Covenants vs Contracts
Contracts
- Are made in suspicion - Limits one's responsibility - Exchanges goods - Forms business bonds - When broken, the relationship is broken - Is legally enforceable and breakable - Prompts one to obey
Covenants
- Are made with trust and grounded on promises - open ended/unlimited responsibility - exchanges people - forms kinship bonds - When broken, persons are broken - Is not legally enforceable and breakable - prompts one to love
What is the purpose of covenants presented by scripture? What is God doing in making the covenants we find in the Bible?

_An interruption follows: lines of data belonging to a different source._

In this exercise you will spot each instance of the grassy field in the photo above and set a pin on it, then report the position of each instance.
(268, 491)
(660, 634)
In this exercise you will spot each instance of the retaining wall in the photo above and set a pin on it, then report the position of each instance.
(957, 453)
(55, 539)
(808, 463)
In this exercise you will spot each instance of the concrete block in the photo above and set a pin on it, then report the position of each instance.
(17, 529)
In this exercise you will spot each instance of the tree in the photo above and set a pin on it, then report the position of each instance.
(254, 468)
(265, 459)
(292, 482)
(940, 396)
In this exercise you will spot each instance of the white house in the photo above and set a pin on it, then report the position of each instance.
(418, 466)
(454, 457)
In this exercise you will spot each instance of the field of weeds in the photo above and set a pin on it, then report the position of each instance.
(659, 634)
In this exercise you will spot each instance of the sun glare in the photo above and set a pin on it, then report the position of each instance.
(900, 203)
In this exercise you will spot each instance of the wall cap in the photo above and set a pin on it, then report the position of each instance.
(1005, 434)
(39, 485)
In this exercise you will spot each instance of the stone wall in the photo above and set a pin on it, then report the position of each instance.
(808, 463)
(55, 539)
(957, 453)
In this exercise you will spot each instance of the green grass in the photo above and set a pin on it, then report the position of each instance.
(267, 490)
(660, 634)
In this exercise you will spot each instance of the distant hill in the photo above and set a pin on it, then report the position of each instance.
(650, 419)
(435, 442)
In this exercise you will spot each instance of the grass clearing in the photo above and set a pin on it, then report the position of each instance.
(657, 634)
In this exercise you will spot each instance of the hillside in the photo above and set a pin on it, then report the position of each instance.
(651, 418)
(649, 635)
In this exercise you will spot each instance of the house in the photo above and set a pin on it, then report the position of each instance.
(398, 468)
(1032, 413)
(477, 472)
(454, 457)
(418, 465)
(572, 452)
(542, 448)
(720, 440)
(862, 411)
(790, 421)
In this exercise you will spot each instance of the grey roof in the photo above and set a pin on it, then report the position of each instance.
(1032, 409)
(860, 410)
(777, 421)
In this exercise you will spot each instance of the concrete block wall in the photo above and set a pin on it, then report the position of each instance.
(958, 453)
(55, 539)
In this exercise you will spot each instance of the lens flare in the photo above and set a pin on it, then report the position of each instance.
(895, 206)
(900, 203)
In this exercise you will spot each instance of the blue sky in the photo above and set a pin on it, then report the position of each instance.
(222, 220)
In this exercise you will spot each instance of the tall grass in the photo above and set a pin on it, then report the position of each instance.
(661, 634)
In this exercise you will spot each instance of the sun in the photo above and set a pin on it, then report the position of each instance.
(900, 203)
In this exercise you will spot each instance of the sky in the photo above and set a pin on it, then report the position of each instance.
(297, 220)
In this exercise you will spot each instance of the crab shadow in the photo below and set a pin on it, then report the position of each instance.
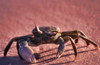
(15, 60)
(54, 58)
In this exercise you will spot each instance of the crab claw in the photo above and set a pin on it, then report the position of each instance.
(37, 28)
(27, 53)
(61, 49)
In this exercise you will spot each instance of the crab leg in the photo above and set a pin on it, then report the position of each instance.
(15, 39)
(26, 52)
(89, 41)
(61, 47)
(18, 50)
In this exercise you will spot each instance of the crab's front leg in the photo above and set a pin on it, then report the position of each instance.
(61, 47)
(25, 52)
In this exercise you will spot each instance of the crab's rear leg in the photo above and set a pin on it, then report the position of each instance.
(81, 33)
(18, 46)
(61, 47)
(88, 40)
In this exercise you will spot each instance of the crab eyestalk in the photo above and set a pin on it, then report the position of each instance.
(37, 29)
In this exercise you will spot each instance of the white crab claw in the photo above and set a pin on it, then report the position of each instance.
(60, 51)
(37, 28)
(27, 53)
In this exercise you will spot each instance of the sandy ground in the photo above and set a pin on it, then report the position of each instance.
(17, 18)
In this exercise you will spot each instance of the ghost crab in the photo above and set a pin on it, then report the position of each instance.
(44, 35)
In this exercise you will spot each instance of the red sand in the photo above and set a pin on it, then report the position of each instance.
(17, 18)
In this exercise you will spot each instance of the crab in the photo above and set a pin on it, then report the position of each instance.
(46, 35)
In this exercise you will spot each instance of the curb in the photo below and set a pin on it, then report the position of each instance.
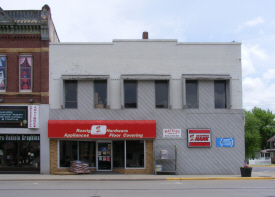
(222, 178)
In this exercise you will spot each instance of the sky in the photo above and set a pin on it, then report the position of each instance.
(251, 22)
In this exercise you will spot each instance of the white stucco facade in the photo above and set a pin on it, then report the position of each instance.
(157, 57)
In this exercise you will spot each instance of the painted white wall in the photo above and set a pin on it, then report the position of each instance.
(166, 57)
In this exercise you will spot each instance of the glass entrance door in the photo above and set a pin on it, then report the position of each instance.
(104, 156)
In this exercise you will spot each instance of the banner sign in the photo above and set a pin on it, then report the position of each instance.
(225, 142)
(172, 133)
(199, 137)
(111, 129)
(7, 137)
(33, 119)
(14, 116)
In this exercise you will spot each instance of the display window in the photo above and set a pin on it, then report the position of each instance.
(76, 150)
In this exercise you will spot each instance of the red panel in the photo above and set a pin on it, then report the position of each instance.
(114, 129)
(200, 144)
(199, 131)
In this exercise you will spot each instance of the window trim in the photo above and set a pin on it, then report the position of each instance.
(125, 154)
(84, 78)
(64, 91)
(6, 81)
(124, 94)
(142, 77)
(25, 55)
(168, 94)
(205, 77)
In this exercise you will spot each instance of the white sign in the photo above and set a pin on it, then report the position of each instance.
(172, 133)
(98, 129)
(33, 116)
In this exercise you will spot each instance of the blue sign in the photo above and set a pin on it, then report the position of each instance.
(225, 142)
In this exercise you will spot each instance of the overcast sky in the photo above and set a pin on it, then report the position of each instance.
(251, 22)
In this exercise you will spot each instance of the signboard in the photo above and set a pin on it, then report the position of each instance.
(172, 133)
(225, 142)
(14, 116)
(199, 137)
(111, 129)
(33, 119)
(9, 137)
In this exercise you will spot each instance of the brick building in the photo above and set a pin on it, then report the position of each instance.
(24, 91)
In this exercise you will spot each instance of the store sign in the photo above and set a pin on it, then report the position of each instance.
(199, 137)
(167, 133)
(112, 129)
(33, 119)
(14, 116)
(19, 137)
(225, 142)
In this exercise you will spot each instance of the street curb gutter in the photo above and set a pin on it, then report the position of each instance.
(222, 178)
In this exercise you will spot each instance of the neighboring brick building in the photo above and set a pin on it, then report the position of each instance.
(24, 89)
(113, 104)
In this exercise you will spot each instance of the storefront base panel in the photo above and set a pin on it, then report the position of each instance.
(147, 170)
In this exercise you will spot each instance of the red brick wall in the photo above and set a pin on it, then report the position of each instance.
(14, 45)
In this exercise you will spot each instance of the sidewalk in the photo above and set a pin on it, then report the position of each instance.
(130, 177)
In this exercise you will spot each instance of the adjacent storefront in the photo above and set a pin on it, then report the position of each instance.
(112, 145)
(19, 150)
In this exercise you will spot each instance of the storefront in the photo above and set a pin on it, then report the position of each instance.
(124, 146)
(19, 153)
(19, 139)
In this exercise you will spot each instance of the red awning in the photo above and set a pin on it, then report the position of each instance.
(113, 129)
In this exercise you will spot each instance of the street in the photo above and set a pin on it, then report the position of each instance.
(225, 188)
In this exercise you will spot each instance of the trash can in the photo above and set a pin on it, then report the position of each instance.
(246, 172)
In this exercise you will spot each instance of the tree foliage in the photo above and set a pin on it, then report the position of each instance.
(256, 130)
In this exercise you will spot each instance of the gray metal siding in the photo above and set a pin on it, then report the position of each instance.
(222, 122)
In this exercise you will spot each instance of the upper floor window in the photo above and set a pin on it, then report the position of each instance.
(70, 94)
(192, 94)
(100, 93)
(3, 80)
(25, 72)
(220, 93)
(161, 89)
(130, 93)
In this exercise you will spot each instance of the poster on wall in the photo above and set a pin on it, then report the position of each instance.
(225, 142)
(33, 119)
(170, 133)
(199, 137)
(14, 116)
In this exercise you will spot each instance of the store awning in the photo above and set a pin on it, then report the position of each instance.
(110, 129)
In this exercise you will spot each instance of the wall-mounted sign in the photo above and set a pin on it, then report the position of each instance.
(199, 137)
(225, 142)
(113, 129)
(19, 137)
(14, 116)
(33, 119)
(172, 133)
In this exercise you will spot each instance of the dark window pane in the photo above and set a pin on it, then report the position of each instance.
(67, 152)
(70, 94)
(220, 94)
(118, 151)
(130, 94)
(135, 153)
(87, 153)
(161, 88)
(100, 94)
(191, 94)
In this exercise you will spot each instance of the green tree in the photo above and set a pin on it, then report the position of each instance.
(252, 134)
(265, 118)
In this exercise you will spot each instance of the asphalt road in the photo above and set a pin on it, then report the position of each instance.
(208, 188)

- He is forging sacred kinship bonds. He is saying to His people, "I will be their God and they shall be My people...I will be a Father to you and you shall be sons and daughters to Me" (see 2 Corinthians 6:16). - By His covenants, God is taking the "creatures" He made and raising them to the status of divine offspring, divine children. By His covenants, the Creator is fathering a family. The human race is being transformed from something physical and natural into something spiritual and supernatural. Humans are being changed from merely a species sharing common traits and characteristics into a divine brotherhood and sisterhood, a family of God. The story line and the drama of the Bible all plays out against this backdrop of divine family-making.
Key differences
First, contracts involve promises whereas covenants involve oaths. The second big difference between contracts and covenants is this: contracts exchange property whereas covenants exchange persons. c. Covenants are generally not legally enforceable, contracts are. d. Covenants break the person or persons(s) when they are broken; contracts break the law, a legal agreement or legal relationship when broken.
Keys to remember:
God offers us a covenant, not a contract, regarding our salvation: Note: the OT and NT or Old Covenant and the New Covenant In contemporary society, many live contractually in relationships that, according to scripture, should be lived in the form of a covenant: marriages, parent-child, some vocations (teaching, policing, politics and preaching) In contemporary society, many reject the Catholic belief that one is morally obligated and has a duty to live out certain relationships in the form of a covenant (marriages, parenting, etc.). Nowadays, many believe that one has the right to choose whether or not they will or will not live in specific a human relationship in a covenant or contractual manner (marriages, parenting with legal abortion, brothers and sisters, police officers, etc.).
Note how God expands the covenants in scripture:
from man and wife, to family, to extended family, to the clan, to the tribe, to the nation and finally to all people through Jesus Christ.